Buying Verizon 5G Home is even harder than finding a Verizon mobile 5G signal
Enlarge / A Verizon 5G Home router/receiver mounted on a window. (credit: Verizon)
If you're hoping to get Verizon's 5G Home Internet service in the near future, you're probably out of luck-even if you live in one of the few cities where it's already deployed. More than two years after its unveiling, Verizon 5G Home is for sale in parts of eight cities, with an emphasis on "parts." PCMag's Sascha Segan used the 5G home service's address-lookup tool to find out how prevalent 5G Home is in areas that have Verizon 5G mobile access, and the results were disappointing.
"Since the company doesn't offer a coverage map for its home service, we pumped more than 400 Chicago and Minneapolis addresses through the Verizon 5G Home address finder and discovered that the home service has even less coverage than the mobile service does," PCMag wrote in the article published yesterday.

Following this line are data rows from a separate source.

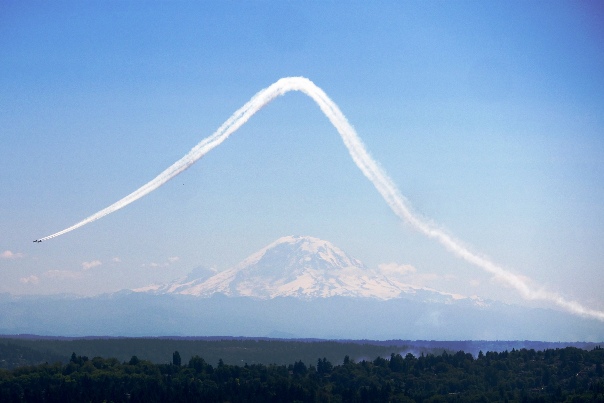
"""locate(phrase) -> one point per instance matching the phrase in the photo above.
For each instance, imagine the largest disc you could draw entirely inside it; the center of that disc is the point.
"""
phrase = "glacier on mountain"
(301, 267)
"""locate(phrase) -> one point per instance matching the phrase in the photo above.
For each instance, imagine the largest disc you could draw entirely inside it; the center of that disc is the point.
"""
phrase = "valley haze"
(296, 287)
(487, 117)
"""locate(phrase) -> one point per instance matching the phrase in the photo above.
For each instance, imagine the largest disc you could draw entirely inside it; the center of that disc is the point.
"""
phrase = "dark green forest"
(568, 374)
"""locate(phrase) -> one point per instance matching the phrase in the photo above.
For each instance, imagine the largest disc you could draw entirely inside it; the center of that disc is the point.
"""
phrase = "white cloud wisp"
(365, 163)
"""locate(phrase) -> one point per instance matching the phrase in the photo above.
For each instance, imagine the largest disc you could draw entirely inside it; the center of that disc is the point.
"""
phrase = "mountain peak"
(301, 267)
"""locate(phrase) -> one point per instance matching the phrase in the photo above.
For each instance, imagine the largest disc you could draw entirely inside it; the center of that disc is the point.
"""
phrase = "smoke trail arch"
(368, 166)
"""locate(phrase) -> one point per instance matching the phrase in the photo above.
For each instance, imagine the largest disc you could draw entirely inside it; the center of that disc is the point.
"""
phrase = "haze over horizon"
(487, 117)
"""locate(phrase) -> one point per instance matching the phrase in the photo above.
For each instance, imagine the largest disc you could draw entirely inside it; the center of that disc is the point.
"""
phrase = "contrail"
(366, 164)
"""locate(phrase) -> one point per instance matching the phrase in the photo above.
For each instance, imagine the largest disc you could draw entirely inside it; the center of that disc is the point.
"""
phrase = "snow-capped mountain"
(301, 267)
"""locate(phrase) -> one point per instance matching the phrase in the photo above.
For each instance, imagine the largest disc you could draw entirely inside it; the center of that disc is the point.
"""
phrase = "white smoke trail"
(366, 164)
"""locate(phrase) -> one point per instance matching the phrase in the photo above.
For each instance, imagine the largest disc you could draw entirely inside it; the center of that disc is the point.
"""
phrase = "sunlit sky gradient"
(488, 116)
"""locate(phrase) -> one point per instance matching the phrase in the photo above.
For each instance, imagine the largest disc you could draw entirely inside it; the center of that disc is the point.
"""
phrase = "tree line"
(568, 374)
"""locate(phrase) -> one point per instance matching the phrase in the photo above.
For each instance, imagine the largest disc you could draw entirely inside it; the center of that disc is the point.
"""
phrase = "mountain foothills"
(300, 267)
(296, 287)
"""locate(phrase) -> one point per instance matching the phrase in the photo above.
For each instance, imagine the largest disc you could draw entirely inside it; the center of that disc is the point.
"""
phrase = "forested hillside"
(568, 374)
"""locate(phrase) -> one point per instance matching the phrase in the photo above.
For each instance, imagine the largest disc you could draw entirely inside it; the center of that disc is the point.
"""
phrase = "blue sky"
(489, 116)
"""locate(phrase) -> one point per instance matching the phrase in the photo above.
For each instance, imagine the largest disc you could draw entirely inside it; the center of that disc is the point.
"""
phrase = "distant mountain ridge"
(301, 267)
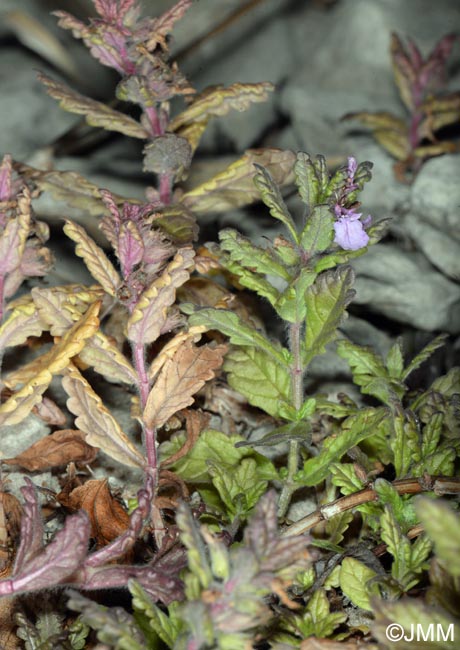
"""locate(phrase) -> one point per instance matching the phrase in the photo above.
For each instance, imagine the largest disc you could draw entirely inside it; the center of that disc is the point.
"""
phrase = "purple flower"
(349, 229)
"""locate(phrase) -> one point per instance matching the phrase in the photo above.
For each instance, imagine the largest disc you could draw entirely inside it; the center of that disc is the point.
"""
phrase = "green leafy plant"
(414, 140)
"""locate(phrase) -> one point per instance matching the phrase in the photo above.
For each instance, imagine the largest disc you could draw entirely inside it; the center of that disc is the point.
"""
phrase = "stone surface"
(403, 286)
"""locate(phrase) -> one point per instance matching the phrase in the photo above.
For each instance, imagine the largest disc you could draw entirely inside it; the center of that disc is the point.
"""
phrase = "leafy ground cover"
(229, 507)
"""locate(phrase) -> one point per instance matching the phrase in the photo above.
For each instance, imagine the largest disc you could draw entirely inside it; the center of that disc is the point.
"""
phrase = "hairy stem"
(297, 400)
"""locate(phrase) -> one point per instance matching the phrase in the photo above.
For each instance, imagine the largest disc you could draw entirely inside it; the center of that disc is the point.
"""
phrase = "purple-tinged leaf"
(6, 169)
(56, 563)
(31, 527)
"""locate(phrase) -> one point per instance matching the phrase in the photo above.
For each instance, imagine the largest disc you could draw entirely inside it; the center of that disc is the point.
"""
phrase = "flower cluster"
(349, 229)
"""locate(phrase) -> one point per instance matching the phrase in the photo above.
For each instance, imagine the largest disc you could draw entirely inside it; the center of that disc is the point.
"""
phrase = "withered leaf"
(13, 238)
(150, 313)
(104, 356)
(60, 307)
(59, 448)
(24, 321)
(99, 265)
(218, 100)
(168, 154)
(179, 379)
(19, 405)
(195, 422)
(234, 187)
(96, 113)
(95, 420)
(108, 518)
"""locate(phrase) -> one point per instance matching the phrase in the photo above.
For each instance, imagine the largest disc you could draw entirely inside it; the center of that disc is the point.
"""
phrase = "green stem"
(290, 486)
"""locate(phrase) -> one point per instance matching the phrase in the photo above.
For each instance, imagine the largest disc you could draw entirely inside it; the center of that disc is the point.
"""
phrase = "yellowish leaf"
(19, 405)
(234, 187)
(150, 313)
(60, 307)
(217, 100)
(103, 355)
(97, 423)
(179, 379)
(100, 267)
(24, 321)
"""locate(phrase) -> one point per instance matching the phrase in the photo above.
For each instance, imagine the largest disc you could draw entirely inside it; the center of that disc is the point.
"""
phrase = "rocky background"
(326, 58)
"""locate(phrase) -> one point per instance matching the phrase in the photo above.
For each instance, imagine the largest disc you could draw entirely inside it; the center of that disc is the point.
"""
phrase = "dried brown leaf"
(19, 405)
(96, 113)
(179, 379)
(108, 518)
(98, 424)
(151, 311)
(218, 100)
(234, 187)
(59, 448)
(60, 307)
(195, 422)
(99, 265)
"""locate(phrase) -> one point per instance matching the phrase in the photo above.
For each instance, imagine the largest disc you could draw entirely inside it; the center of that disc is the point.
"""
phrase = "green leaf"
(166, 627)
(326, 301)
(354, 429)
(354, 576)
(369, 371)
(239, 333)
(256, 258)
(239, 490)
(272, 198)
(424, 354)
(318, 232)
(291, 304)
(263, 381)
(395, 360)
(442, 525)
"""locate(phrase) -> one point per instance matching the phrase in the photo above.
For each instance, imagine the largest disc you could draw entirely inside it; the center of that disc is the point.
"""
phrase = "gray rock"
(403, 286)
(30, 118)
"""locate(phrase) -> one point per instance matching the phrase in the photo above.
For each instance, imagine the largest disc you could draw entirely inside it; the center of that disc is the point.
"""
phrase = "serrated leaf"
(354, 429)
(326, 302)
(24, 321)
(103, 355)
(354, 576)
(99, 265)
(60, 307)
(239, 490)
(150, 313)
(256, 258)
(368, 371)
(94, 419)
(395, 360)
(318, 232)
(239, 333)
(263, 381)
(167, 627)
(96, 113)
(234, 187)
(273, 199)
(19, 405)
(424, 354)
(179, 379)
(442, 525)
(218, 100)
(14, 235)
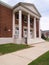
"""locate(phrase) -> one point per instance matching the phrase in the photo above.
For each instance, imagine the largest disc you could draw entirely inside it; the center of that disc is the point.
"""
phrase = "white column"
(20, 24)
(28, 26)
(34, 27)
(39, 30)
(13, 25)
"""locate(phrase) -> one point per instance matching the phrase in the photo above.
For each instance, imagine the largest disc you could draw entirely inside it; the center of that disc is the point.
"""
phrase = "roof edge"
(6, 5)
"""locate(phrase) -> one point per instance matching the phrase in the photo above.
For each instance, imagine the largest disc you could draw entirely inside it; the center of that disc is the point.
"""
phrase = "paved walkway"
(25, 56)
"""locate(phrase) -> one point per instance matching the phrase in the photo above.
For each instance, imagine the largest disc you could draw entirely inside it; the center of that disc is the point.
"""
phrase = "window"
(17, 16)
(31, 21)
(25, 18)
(17, 31)
(25, 32)
(31, 33)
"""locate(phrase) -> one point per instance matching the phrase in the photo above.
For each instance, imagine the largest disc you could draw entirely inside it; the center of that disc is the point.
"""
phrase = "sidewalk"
(25, 56)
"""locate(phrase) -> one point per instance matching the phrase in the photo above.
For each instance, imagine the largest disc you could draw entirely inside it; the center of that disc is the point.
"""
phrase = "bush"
(43, 37)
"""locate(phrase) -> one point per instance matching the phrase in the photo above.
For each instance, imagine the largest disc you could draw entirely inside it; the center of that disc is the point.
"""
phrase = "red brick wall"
(5, 21)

Segan's PCMag article includes several maps that show a large majority of houses in Verizon's 5G mobile coverage areas cannot get 5G Home. Verizon 5G mobile has limited reach to begin with because it relies on millimeter-wave frequencies that don't travel far and are easily blocked by walls. The ad industry's self-regulatory body recently urged Verizon to stop running ads that falsely imply the carrier's 5G mobile service is available throughout the United States because "Verizon's 5G coverage is primarily restricted to outdoor locations in certain neighborhoods and varies from block to block."